How do I perform a loop on files that have the same string before the first underscore?
I am trying to perform a loop on Ubuntu in which I concatenate two files into one single file. The directory has thousands of files, which all come in pairs that have the same string of characters before the first underscore. As an example, the directory contains the following files:
uce-1348_.nexus.phy.fasta
uce-1348_Sample1.fasta
uce-1611_.nexus.phy.fasta
uce-1611_Sample1.fasta
I have tried performing something along the lines of
for i in *_*.fasta \
do
cat $i > $i.combined.fasta
done
but this of course does not work, as it does not make the combined files specific to the string before the first underscore. I need to have a concatenated file of uce-1348 and another of uce-1611 (there are thousands of more files, but this is a small example of what I am looking for.

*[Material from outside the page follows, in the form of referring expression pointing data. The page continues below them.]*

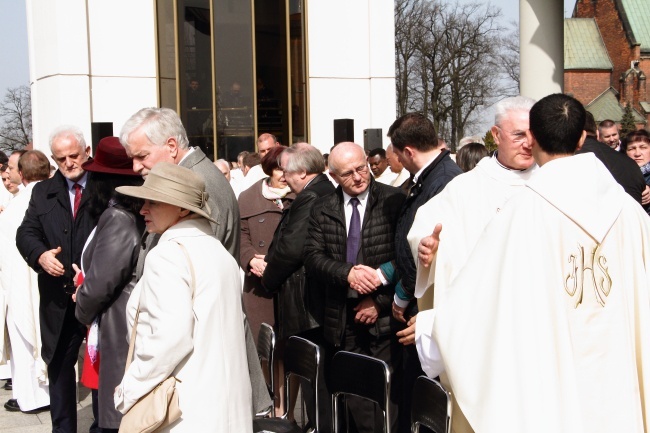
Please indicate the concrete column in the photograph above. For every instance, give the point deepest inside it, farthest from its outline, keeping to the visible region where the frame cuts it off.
(541, 26)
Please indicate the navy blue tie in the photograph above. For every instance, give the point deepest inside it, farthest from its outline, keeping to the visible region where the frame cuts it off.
(354, 233)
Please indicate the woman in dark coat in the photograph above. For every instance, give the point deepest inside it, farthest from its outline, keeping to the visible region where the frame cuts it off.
(260, 210)
(108, 263)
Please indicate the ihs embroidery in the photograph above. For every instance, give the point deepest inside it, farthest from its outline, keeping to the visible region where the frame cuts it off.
(600, 281)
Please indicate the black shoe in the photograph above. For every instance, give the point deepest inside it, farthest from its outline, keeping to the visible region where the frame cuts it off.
(37, 410)
(12, 405)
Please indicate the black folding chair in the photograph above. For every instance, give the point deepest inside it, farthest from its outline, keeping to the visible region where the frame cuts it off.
(302, 359)
(431, 406)
(265, 352)
(362, 376)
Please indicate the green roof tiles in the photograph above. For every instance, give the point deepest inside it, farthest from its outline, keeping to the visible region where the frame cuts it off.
(606, 106)
(638, 16)
(583, 45)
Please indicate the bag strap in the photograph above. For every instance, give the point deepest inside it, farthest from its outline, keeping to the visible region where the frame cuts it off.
(129, 356)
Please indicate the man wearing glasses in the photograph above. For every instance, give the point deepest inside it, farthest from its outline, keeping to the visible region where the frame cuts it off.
(353, 227)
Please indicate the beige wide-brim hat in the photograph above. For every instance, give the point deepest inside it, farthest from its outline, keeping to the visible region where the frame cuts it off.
(175, 185)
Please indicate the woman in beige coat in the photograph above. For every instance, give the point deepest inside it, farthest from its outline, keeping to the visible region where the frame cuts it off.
(196, 337)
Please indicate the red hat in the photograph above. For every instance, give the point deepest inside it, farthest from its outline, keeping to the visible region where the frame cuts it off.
(110, 158)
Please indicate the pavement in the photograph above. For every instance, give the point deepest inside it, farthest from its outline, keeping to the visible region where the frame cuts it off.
(18, 422)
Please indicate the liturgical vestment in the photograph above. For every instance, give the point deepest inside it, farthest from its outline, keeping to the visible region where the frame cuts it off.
(547, 326)
(463, 208)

Any help would be appreciated. I have heard you can set strings and patterns, but I still don't know how to do this. Thank you!
Solution 1:
You can loop over the files as you did, but then you need to extract the start of your file name to define your output file.
Then you have to use >>
to add to the output file. If you use a single >
it will overwrite the content every time.
So, using your file names:
for file in *_*.fasta; do
output="${file/_*}.combined.fasta"
cat "$file" >> "$output"
done
The expression ${file/_*}
uses Shell Parameter Expansion to delete everything after the first "_" in the file name, to produce your output file name.